He could not understand why Lady Carbury should have refused him! As he reflected upon it, all memory of her son for the moment passed away from him. Full ten minutes had passed, during which he had still stood upon the rug, before he read the entire letter. '"Cut and scotched and lopped!" I suppose she has been,' he said to himself. He had heard much of Sir Patrick, and knew well that the old general had been no lamb. 'I shouldn't have cut her, or scotched her, or lopped her.' When he had read the whole letter patiently there crept upon him gradually a feeling of admiration for her, greater than he had ever yet felt,-- and, for awhile, he almost thought that he would renew his offer to her. '"Showers instead of sunshine; melancholy instead of mirth,"' he repeated to himself. 'I should have done the best for her, taking the showers and the melancholy if they were necessary.'

He went to his work in a mixed frame of mind, but certainly without that dragging weight which had oppressed him when he entered the room.
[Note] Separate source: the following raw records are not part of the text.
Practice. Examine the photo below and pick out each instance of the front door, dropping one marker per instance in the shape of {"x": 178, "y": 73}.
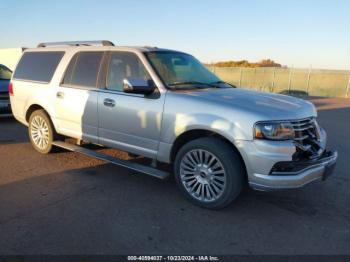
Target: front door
{"x": 130, "y": 122}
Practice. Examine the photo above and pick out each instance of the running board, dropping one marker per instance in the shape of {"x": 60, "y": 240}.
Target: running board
{"x": 113, "y": 160}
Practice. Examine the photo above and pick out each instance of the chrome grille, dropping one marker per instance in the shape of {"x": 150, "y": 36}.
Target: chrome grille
{"x": 4, "y": 96}
{"x": 307, "y": 135}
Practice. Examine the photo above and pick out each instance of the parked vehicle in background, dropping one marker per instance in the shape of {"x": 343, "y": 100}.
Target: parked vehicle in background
{"x": 5, "y": 76}
{"x": 166, "y": 106}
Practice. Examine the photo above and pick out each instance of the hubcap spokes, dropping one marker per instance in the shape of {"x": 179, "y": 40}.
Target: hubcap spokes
{"x": 202, "y": 175}
{"x": 40, "y": 132}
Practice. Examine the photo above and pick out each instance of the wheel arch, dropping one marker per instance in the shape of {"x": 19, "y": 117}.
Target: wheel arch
{"x": 189, "y": 135}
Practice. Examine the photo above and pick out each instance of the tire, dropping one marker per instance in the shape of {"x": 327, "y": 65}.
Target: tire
{"x": 41, "y": 132}
{"x": 209, "y": 172}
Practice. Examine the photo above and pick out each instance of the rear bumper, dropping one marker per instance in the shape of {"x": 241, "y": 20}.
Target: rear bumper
{"x": 286, "y": 175}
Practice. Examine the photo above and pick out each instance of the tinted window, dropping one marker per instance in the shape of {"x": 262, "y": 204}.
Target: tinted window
{"x": 5, "y": 73}
{"x": 83, "y": 69}
{"x": 38, "y": 66}
{"x": 123, "y": 65}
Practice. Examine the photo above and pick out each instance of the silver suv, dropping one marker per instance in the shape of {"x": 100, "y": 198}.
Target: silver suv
{"x": 165, "y": 105}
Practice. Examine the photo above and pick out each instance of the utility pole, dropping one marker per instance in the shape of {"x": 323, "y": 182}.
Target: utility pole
{"x": 240, "y": 78}
{"x": 290, "y": 80}
{"x": 308, "y": 81}
{"x": 273, "y": 79}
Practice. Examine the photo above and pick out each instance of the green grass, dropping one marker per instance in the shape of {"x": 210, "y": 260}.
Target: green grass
{"x": 326, "y": 83}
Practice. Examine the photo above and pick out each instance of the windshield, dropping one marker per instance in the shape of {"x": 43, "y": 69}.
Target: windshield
{"x": 5, "y": 73}
{"x": 181, "y": 70}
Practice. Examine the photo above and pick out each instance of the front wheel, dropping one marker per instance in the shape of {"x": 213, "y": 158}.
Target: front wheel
{"x": 41, "y": 132}
{"x": 209, "y": 172}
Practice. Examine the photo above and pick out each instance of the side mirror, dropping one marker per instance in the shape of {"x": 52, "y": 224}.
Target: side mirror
{"x": 138, "y": 86}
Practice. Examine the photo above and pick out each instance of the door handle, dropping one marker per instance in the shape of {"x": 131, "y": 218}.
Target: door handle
{"x": 60, "y": 95}
{"x": 109, "y": 102}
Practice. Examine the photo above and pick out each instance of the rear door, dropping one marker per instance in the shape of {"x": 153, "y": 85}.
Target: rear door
{"x": 76, "y": 97}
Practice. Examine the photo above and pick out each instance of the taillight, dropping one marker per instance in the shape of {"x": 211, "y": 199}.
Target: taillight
{"x": 11, "y": 89}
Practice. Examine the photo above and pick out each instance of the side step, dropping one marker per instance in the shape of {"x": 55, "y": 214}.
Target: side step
{"x": 113, "y": 160}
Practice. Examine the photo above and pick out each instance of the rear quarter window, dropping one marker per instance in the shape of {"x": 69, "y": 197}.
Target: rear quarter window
{"x": 38, "y": 66}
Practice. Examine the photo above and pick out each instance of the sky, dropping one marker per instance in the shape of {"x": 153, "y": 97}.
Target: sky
{"x": 309, "y": 33}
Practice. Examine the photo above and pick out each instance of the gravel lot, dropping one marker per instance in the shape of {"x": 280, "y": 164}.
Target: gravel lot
{"x": 66, "y": 203}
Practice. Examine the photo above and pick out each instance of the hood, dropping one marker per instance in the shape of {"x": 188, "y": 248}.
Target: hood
{"x": 267, "y": 105}
{"x": 4, "y": 84}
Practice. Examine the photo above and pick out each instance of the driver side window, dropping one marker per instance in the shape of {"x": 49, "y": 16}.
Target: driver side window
{"x": 123, "y": 65}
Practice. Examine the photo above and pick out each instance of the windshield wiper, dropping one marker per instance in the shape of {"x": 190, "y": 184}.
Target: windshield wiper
{"x": 222, "y": 82}
{"x": 193, "y": 83}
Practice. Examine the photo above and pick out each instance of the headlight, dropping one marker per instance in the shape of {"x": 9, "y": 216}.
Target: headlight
{"x": 274, "y": 130}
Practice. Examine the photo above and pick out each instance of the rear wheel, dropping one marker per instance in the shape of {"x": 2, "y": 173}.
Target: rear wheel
{"x": 41, "y": 132}
{"x": 209, "y": 172}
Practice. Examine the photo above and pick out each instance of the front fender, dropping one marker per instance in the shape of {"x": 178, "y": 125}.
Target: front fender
{"x": 181, "y": 123}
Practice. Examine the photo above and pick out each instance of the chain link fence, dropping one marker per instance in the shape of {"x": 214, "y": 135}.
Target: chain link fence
{"x": 312, "y": 82}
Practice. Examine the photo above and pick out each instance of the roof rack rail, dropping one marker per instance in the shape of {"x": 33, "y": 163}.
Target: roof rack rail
{"x": 77, "y": 43}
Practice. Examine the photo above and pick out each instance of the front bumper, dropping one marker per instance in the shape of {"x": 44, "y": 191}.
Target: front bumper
{"x": 5, "y": 108}
{"x": 270, "y": 164}
{"x": 296, "y": 174}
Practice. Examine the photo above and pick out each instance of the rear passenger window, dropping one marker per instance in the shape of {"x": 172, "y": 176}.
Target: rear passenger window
{"x": 83, "y": 69}
{"x": 38, "y": 66}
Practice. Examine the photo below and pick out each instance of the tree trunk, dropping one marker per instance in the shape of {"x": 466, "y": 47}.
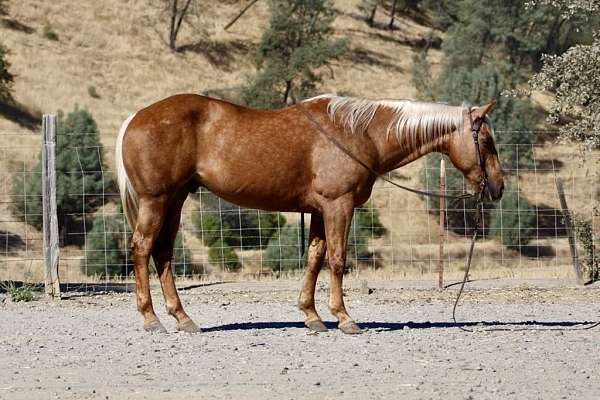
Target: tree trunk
{"x": 393, "y": 14}
{"x": 176, "y": 20}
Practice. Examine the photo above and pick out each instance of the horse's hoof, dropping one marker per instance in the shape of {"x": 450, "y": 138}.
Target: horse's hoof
{"x": 350, "y": 328}
{"x": 188, "y": 326}
{"x": 316, "y": 325}
{"x": 154, "y": 326}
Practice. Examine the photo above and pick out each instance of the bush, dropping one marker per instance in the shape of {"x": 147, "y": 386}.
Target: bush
{"x": 460, "y": 214}
{"x": 590, "y": 259}
{"x": 220, "y": 253}
{"x": 6, "y": 78}
{"x": 107, "y": 251}
{"x": 235, "y": 226}
{"x": 284, "y": 251}
{"x": 513, "y": 220}
{"x": 79, "y": 171}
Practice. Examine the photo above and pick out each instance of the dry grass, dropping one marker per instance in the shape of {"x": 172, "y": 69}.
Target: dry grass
{"x": 118, "y": 48}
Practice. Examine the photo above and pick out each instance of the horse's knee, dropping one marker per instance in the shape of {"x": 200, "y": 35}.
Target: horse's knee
{"x": 337, "y": 263}
{"x": 141, "y": 246}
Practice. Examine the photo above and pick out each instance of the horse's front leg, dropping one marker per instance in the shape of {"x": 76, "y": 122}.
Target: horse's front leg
{"x": 314, "y": 261}
{"x": 338, "y": 217}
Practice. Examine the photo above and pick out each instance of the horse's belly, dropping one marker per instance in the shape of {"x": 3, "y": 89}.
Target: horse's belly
{"x": 269, "y": 191}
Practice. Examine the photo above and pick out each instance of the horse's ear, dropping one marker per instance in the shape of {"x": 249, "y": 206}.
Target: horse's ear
{"x": 482, "y": 111}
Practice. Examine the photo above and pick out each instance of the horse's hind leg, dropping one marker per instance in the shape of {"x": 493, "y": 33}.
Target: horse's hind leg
{"x": 163, "y": 260}
{"x": 337, "y": 215}
{"x": 315, "y": 256}
{"x": 149, "y": 223}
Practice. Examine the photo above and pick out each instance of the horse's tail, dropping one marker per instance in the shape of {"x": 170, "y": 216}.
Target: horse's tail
{"x": 129, "y": 197}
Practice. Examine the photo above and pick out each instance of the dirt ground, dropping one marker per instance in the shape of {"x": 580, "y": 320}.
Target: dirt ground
{"x": 254, "y": 346}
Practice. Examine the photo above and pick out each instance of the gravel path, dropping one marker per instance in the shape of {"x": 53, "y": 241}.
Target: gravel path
{"x": 254, "y": 345}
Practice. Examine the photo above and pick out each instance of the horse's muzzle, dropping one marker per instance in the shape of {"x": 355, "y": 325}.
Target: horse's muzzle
{"x": 494, "y": 191}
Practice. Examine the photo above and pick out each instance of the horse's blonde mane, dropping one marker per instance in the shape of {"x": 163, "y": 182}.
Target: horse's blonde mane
{"x": 414, "y": 123}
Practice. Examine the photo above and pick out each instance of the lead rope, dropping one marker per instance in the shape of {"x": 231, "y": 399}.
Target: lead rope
{"x": 475, "y": 127}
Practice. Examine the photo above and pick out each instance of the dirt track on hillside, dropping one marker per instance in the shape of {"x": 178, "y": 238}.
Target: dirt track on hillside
{"x": 254, "y": 345}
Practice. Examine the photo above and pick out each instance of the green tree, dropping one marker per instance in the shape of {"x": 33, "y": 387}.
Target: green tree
{"x": 573, "y": 75}
{"x": 107, "y": 250}
{"x": 220, "y": 253}
{"x": 513, "y": 221}
{"x": 237, "y": 227}
{"x": 297, "y": 43}
{"x": 284, "y": 250}
{"x": 6, "y": 78}
{"x": 80, "y": 180}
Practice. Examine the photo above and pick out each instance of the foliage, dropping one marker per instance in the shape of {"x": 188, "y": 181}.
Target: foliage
{"x": 23, "y": 292}
{"x": 107, "y": 252}
{"x": 591, "y": 248}
{"x": 80, "y": 181}
{"x": 220, "y": 253}
{"x": 513, "y": 220}
{"x": 297, "y": 43}
{"x": 459, "y": 213}
{"x": 284, "y": 251}
{"x": 6, "y": 78}
{"x": 238, "y": 227}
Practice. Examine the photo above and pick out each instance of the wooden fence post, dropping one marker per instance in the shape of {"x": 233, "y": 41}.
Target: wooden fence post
{"x": 442, "y": 223}
{"x": 569, "y": 228}
{"x": 50, "y": 219}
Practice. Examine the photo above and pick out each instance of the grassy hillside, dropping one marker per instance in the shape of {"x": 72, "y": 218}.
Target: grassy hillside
{"x": 111, "y": 57}
{"x": 119, "y": 49}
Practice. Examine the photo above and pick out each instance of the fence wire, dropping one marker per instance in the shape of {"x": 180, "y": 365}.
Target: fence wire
{"x": 394, "y": 233}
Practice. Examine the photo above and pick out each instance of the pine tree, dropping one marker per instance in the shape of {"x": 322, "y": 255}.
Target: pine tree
{"x": 573, "y": 75}
{"x": 220, "y": 253}
{"x": 107, "y": 249}
{"x": 297, "y": 42}
{"x": 513, "y": 220}
{"x": 284, "y": 250}
{"x": 237, "y": 227}
{"x": 80, "y": 179}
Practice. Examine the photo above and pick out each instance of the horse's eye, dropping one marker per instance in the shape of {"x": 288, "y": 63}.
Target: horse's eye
{"x": 489, "y": 145}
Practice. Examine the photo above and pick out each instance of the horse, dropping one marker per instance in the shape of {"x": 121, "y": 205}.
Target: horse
{"x": 278, "y": 160}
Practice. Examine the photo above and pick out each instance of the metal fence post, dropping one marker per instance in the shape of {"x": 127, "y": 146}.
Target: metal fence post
{"x": 569, "y": 228}
{"x": 442, "y": 220}
{"x": 50, "y": 219}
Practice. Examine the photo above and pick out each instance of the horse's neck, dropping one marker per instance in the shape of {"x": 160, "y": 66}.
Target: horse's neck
{"x": 394, "y": 153}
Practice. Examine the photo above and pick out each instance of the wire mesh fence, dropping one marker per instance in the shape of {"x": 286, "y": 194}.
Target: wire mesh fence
{"x": 394, "y": 233}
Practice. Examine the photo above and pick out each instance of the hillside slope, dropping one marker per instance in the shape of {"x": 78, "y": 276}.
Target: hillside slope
{"x": 118, "y": 48}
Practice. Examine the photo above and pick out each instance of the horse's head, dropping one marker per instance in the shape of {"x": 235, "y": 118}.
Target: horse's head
{"x": 463, "y": 153}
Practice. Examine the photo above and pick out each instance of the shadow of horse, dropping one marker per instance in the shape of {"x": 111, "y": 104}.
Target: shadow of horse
{"x": 398, "y": 326}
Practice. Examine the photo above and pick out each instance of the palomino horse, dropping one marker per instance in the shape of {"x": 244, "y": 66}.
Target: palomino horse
{"x": 278, "y": 160}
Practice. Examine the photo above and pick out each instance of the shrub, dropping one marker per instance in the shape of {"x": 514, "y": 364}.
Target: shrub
{"x": 80, "y": 181}
{"x": 220, "y": 253}
{"x": 107, "y": 251}
{"x": 284, "y": 251}
{"x": 296, "y": 44}
{"x": 590, "y": 259}
{"x": 235, "y": 226}
{"x": 49, "y": 33}
{"x": 460, "y": 214}
{"x": 513, "y": 220}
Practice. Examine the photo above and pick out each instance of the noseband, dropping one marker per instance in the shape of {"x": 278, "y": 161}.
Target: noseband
{"x": 475, "y": 128}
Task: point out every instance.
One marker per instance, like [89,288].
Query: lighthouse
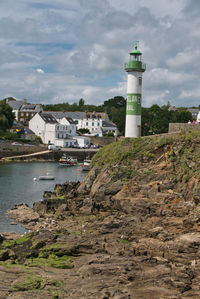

Gradually, through the night, he realized the conviction that he had escaped, and threw from him altogether the idea of repeating his offer. Before he left he wrote her a line: 'Be it so. It need not break our friendship.

'N. B.'

This he sent by a special messenger, who returned with a note to his lodgings long before he was up on the following morning.

'No;--no; certainly not. No word of this will ever pass my mouth.

'M. C.'

Mr Broune thought that he was very well out of the danger, and resolved that Lady Carbury should never want anything that his friendship could do for her.